So I have powerful computers, but they are not on the HCL and they need to run Linux as their base OS (can't be done inside a VM).

Because of that, I tried to load ESXi in a VM...  ultimately I wanted to be able to use VMware View...  that required needing Microsoft Active Directory, which needed at least one domain controller, plus a 64-bit Windows server for vCenter and another server for View.  I tried to set those all up as VMs inside ESXi, but they had no connectivity to the physical network even though ESXi was setup as Bridged...  NAT didn't work either because I tried to give them the wrong gateway to their NAT'd networks because the Virutal Network Editor doesn't tell me what the gateway is...  and they all needed static addresses for their services.

Anyway, ultimately I set those servers up as VMs directly in workstation because they worked there, as long as they were bridged...  but the View client computers inside ESXi still couldn't see the network...  I think the VCP was right, setting ESXi to be NAT'd will fix their problem... 

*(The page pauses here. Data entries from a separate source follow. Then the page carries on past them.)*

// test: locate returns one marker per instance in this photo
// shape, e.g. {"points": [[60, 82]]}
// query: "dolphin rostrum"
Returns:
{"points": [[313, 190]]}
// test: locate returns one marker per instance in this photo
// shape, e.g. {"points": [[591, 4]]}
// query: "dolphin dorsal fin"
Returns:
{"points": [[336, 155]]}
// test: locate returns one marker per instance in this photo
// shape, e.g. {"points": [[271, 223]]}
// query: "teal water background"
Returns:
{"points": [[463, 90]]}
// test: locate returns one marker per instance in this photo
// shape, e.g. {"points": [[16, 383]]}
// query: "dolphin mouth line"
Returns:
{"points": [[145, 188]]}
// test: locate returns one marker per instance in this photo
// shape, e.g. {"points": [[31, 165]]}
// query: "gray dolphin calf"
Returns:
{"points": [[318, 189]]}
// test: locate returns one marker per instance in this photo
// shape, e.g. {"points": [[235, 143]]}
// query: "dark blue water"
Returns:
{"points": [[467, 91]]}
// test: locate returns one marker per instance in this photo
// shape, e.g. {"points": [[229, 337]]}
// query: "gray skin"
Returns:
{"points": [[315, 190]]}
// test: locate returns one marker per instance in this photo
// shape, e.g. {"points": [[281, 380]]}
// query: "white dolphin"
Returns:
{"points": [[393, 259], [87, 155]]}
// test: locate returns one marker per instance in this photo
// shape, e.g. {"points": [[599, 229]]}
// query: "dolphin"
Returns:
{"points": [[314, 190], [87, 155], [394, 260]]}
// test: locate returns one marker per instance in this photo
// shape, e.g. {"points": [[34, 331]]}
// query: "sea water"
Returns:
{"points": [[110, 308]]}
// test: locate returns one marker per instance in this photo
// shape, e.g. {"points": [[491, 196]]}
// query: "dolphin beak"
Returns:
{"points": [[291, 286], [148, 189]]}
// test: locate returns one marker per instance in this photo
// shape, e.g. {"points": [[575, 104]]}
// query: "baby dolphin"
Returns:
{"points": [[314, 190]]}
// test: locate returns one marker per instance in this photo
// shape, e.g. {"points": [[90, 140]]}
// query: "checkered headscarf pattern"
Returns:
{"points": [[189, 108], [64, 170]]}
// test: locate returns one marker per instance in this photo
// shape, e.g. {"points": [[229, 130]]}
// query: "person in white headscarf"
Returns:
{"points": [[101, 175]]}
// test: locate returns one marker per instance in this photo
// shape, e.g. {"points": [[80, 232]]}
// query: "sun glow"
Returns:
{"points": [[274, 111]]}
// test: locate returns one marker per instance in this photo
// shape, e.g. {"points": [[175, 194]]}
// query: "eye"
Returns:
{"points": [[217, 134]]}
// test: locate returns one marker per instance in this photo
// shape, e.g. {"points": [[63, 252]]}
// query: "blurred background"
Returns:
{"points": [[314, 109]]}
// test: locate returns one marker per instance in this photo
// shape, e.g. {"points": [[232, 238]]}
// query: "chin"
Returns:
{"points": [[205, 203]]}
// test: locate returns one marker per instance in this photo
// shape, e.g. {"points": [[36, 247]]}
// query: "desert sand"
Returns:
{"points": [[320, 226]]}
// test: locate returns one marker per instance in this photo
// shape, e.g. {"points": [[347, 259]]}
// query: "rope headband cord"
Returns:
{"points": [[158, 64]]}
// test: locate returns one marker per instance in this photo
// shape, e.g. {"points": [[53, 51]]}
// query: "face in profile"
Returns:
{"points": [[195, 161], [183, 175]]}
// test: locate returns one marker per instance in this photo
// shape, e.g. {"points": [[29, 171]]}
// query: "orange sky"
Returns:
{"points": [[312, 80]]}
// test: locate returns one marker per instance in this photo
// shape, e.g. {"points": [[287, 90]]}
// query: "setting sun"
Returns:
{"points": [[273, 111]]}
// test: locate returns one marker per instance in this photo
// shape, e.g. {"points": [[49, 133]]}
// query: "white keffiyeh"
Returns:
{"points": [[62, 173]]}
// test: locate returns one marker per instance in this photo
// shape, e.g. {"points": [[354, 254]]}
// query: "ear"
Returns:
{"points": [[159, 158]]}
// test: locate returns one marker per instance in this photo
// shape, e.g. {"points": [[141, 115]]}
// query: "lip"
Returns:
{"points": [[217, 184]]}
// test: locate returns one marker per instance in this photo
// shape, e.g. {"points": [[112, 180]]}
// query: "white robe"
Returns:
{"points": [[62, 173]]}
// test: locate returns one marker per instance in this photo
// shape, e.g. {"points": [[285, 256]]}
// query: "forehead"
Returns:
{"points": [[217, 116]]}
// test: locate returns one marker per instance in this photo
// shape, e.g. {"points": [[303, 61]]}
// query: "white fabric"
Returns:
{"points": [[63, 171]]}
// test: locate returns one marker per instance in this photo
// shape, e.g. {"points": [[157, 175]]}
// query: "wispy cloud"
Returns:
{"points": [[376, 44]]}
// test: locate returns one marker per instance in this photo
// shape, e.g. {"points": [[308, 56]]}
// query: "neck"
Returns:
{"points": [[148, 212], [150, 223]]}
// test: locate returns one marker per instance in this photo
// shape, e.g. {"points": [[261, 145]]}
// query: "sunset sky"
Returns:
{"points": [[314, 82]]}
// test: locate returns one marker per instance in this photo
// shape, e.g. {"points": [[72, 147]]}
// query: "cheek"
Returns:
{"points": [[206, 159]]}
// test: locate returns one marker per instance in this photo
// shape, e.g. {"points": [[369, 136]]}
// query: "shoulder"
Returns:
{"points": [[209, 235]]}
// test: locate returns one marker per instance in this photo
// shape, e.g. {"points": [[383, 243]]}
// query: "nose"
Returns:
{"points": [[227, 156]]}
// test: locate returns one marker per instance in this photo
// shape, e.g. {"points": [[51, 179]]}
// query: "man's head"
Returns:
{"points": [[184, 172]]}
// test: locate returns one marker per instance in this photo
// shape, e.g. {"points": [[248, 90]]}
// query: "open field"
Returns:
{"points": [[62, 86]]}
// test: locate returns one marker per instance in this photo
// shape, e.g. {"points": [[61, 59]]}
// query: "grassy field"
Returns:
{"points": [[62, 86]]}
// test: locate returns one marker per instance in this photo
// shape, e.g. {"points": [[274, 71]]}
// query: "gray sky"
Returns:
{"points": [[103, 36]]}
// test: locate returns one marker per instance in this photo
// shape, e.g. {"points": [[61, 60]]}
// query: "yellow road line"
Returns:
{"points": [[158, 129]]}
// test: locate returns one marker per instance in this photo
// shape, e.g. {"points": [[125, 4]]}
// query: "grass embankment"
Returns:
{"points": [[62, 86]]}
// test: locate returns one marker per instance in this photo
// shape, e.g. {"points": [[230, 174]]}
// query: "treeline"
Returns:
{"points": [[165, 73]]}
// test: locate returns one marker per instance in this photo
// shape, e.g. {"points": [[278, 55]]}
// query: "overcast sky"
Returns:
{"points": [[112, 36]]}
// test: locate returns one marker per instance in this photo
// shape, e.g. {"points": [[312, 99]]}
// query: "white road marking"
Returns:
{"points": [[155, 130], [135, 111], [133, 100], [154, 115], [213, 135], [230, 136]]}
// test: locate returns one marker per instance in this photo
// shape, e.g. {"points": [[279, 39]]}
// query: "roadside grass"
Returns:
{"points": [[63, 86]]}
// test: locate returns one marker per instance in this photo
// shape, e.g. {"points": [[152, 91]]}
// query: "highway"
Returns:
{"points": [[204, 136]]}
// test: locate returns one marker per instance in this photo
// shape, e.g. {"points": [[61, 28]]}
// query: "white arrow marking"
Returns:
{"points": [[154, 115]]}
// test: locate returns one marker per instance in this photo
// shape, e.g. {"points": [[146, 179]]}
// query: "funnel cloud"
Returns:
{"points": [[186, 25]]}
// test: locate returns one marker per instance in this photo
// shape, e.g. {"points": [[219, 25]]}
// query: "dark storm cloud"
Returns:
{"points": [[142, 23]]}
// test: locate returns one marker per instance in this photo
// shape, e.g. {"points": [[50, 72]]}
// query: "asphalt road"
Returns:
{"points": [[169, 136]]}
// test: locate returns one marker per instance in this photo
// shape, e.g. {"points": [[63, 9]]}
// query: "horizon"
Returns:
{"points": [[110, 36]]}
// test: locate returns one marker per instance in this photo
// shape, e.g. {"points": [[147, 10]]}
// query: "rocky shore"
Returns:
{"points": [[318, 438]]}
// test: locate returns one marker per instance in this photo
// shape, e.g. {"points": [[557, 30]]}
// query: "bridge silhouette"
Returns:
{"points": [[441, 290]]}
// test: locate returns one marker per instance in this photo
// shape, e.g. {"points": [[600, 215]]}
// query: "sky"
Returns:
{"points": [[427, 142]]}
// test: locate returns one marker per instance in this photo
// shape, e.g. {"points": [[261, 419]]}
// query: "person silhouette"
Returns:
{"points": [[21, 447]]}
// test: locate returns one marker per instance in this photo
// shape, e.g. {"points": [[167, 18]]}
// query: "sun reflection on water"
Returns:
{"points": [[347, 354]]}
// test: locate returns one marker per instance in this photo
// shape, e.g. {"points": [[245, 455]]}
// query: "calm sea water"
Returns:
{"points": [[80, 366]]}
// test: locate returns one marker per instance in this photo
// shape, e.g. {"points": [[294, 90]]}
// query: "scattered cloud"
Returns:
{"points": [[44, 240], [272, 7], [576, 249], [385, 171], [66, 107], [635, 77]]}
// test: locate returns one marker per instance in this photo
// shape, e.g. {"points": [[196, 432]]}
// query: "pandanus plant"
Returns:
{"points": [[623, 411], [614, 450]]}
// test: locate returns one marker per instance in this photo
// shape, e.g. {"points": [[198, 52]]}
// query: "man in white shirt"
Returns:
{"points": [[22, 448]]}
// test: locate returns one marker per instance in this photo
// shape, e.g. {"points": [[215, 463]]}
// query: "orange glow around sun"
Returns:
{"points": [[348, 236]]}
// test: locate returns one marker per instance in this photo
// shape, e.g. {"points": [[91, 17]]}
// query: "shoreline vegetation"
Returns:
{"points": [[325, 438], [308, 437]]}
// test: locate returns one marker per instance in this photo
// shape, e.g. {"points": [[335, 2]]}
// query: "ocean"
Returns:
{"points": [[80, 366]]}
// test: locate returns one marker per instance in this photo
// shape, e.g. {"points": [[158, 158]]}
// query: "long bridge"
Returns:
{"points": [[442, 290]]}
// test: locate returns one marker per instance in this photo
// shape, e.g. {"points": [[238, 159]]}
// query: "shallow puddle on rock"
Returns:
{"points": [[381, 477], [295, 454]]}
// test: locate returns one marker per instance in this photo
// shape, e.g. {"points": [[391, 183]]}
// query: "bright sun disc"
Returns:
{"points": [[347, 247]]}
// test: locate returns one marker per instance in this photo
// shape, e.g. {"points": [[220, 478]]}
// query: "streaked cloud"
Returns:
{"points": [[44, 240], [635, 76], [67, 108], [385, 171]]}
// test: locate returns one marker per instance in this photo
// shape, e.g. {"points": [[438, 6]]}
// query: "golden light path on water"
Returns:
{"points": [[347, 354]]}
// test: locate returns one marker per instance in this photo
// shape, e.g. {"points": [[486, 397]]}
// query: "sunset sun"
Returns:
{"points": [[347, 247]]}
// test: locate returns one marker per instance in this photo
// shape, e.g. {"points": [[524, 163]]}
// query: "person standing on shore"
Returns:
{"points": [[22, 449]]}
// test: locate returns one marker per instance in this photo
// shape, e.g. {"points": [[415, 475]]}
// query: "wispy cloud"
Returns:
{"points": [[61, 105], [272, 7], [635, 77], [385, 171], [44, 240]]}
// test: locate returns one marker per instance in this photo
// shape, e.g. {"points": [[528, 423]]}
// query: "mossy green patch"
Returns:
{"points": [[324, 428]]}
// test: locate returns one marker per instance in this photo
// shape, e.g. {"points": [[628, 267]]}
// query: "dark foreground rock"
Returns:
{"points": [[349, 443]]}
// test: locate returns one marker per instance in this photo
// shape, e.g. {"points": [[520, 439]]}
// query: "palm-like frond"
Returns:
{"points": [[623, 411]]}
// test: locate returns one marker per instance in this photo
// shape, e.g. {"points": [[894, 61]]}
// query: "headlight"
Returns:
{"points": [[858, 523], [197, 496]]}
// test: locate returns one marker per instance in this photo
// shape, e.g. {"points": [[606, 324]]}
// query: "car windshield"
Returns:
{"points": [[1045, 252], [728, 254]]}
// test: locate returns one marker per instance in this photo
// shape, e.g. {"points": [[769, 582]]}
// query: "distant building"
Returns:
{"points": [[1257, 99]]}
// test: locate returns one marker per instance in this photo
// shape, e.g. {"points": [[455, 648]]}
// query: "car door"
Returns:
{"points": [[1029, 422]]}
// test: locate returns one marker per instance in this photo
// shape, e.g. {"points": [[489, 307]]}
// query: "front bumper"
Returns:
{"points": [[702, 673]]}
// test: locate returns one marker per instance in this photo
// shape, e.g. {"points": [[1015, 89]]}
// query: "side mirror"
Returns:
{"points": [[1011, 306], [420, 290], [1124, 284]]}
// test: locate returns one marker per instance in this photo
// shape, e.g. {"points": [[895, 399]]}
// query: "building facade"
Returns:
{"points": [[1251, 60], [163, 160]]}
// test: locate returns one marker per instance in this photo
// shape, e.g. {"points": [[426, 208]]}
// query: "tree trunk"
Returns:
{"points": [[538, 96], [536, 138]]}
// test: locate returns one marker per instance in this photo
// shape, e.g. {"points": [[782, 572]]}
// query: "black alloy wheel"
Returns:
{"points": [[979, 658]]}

However, now I would like to move those servers inside ESXi too...  and that actually should work...  they'll all be on the same NAT'd network, so they should be able to communicate with each other just fine...  But...  what if I want to join a PC on the physical network to the active directory domain that is virtualized...  the domain controllers are NAT'd inside ESXi...  so it won't work unless I can port forward on teh VMware Workstation to those domain controllers inside the NAT.